Revisiting the Random Subset Sum problem

TL;DR

This paper provides a more elementary and direct proof for a known result about the randomised subset sum problem, showing that a small sample size suffices for high-probability approximations across a range.

Contribution

It offers an alternative, simpler proof of a key theorem in the random subset sum problem using elementary methods.

Findings

A new proof approach for the subset sum approximation theorem.

Confirmation that a logarithmic sample size suffices for high-probability approximations.

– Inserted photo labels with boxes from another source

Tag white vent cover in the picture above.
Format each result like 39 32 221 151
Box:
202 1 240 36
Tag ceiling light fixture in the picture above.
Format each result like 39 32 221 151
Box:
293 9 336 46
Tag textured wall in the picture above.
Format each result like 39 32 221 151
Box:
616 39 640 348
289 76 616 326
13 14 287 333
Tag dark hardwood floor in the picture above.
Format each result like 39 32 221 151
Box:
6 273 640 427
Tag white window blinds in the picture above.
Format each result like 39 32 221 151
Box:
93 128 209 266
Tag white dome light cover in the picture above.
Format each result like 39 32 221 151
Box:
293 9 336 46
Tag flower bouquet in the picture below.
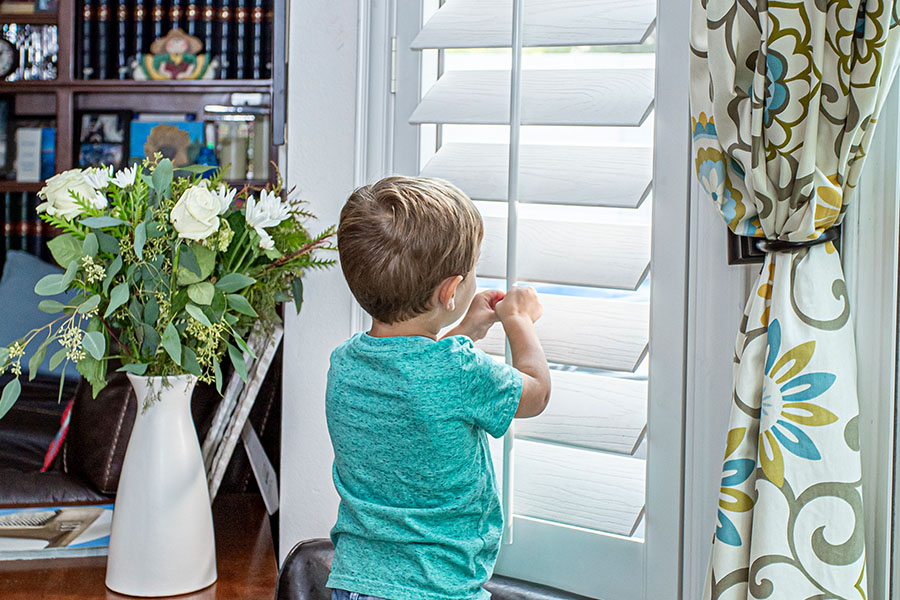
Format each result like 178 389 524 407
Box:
0 158 334 410
0 156 334 596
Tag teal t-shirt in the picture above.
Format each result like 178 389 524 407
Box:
325 333 522 600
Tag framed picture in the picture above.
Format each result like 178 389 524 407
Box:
75 111 131 170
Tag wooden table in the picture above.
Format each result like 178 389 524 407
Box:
0 494 278 600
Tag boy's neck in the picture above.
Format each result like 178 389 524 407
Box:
369 311 445 340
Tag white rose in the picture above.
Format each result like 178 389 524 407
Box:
37 169 106 221
169 185 221 240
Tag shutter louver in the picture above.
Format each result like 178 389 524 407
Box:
409 69 653 127
411 0 656 50
421 143 653 209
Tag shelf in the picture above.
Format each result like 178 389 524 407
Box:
0 12 59 25
0 181 44 194
0 79 272 94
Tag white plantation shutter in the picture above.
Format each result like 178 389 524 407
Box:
382 0 686 600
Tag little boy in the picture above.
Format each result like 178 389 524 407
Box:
325 177 550 600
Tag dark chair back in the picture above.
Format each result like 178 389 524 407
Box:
275 539 591 600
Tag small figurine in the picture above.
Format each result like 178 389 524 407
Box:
131 27 218 81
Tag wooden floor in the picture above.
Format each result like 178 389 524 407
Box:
0 494 278 600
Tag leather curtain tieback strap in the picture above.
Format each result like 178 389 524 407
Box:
756 227 840 252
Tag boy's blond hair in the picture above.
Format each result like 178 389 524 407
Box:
338 177 483 324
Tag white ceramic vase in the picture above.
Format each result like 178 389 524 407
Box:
106 374 216 596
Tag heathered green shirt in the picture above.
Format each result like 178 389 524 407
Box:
325 333 522 600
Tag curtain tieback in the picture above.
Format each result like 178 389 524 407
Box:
756 227 841 252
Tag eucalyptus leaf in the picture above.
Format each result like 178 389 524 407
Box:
38 300 66 315
77 294 100 315
232 332 256 359
178 244 203 285
181 346 203 377
144 296 159 327
78 217 128 229
216 273 256 294
81 232 100 256
28 336 53 381
152 158 174 198
103 256 122 294
141 323 159 356
61 260 78 289
213 359 222 395
291 277 303 313
0 377 22 419
225 294 259 317
188 281 216 306
116 363 148 375
34 273 67 296
103 283 129 319
228 344 247 383
184 303 212 327
47 233 82 267
209 290 228 323
94 230 119 255
134 222 147 260
160 323 181 365
81 331 106 360
50 348 68 371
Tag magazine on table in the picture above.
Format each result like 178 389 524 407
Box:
0 503 113 561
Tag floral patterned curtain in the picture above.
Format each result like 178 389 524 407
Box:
691 0 900 600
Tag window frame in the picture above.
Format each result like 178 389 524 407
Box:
355 0 692 600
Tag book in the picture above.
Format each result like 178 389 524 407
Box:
115 0 131 79
81 0 96 79
213 0 234 79
0 503 113 560
197 0 216 52
131 0 147 56
233 0 251 79
96 0 110 79
184 0 198 36
250 0 260 79
41 127 56 181
16 127 42 182
167 0 185 33
149 0 166 44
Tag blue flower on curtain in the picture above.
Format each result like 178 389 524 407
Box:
759 319 838 487
763 50 788 127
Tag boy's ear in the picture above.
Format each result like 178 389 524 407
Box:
434 275 463 310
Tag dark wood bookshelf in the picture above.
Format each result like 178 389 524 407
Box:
0 0 283 192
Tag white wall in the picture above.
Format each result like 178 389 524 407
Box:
683 184 760 600
279 0 357 559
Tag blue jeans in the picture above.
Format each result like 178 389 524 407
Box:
331 590 384 600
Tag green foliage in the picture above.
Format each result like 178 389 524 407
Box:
0 156 334 417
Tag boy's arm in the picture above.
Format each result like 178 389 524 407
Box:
497 288 550 418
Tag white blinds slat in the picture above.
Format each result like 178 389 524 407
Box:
476 294 650 373
409 69 653 126
515 440 644 536
475 217 650 290
516 371 647 455
421 143 653 208
412 0 656 50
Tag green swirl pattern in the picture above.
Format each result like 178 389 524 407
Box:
691 0 900 600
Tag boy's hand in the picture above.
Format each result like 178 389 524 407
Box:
492 286 544 323
444 290 504 342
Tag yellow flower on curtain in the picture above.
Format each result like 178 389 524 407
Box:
759 319 838 487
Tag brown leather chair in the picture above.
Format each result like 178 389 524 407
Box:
275 539 591 600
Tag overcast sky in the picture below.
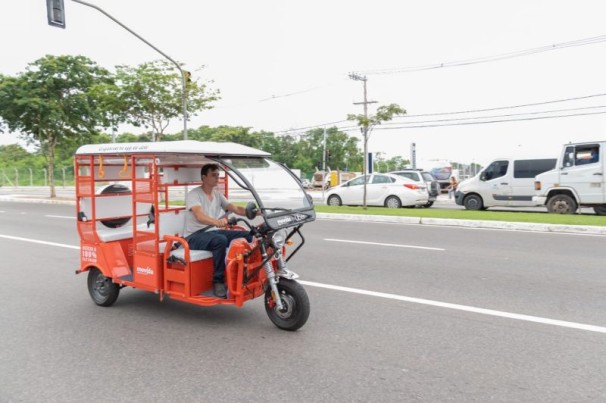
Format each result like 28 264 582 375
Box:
0 0 606 164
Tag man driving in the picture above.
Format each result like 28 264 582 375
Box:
183 164 252 298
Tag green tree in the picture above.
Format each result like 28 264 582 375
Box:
347 104 406 209
96 60 219 141
0 55 110 197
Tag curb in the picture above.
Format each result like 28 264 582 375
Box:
0 196 606 235
316 213 606 235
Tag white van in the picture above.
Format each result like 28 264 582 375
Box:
533 141 606 215
455 158 556 210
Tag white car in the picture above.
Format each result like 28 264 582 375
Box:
326 174 429 208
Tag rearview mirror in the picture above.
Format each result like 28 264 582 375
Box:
246 202 259 220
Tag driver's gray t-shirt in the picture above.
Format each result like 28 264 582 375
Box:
183 186 229 237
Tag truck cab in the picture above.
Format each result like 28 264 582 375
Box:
533 141 606 215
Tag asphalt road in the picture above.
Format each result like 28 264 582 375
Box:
0 202 606 402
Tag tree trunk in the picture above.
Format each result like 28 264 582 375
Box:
48 138 57 198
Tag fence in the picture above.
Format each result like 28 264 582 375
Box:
0 166 74 187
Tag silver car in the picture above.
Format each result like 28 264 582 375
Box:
389 169 441 207
326 174 429 208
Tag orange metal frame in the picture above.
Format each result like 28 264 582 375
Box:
74 154 265 306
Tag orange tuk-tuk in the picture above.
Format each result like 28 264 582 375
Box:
74 140 315 330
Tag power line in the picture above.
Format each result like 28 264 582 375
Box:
382 105 606 126
390 93 606 119
276 93 606 134
359 35 606 75
352 111 606 130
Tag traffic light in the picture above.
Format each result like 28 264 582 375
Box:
46 0 65 29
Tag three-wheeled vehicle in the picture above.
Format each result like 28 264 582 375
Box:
74 140 315 330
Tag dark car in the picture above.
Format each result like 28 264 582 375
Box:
389 169 440 207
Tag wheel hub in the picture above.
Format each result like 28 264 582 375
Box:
274 294 296 319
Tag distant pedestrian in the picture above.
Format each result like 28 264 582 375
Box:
447 176 459 199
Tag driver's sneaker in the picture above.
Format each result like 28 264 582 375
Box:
213 283 227 298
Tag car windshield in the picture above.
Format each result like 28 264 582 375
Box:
421 172 435 182
220 158 312 211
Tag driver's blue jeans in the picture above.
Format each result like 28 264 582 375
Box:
187 230 252 284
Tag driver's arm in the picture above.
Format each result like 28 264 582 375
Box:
190 206 229 228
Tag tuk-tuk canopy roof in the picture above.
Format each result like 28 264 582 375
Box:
76 140 271 157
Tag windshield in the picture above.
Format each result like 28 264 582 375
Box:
220 158 313 218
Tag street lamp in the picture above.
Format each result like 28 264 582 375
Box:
46 0 191 140
349 73 376 209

Enhanced understanding of the problem's properties through elementary techniques.

Abstract

The average properties of the well-known Subset Sum Problem can be studied by the means of its randomised version, where we are given a target value $z$, random variables $X_1, \ldots, X_n$, and an error parameter $\varepsilon > 0$, and we seek a subset of the $X_i$s whose sum approximates $z$ up to error $\varepsilon$. In this setup, it has been shown that, under mild assumptions on the distribution of the random variables, a sample of size $\mathcal{O}(\log(1/\varepsilon))$ suffices to obtain, with high probability, approximations for all values in $[-1/2, 1/2]$. Recently, this result has been rediscovered outside the algorithms community, enabling meaningful progress in other fields. In this work we present an alternative proof for this theorem, with a more direct approach and resourcing to more elementary tools.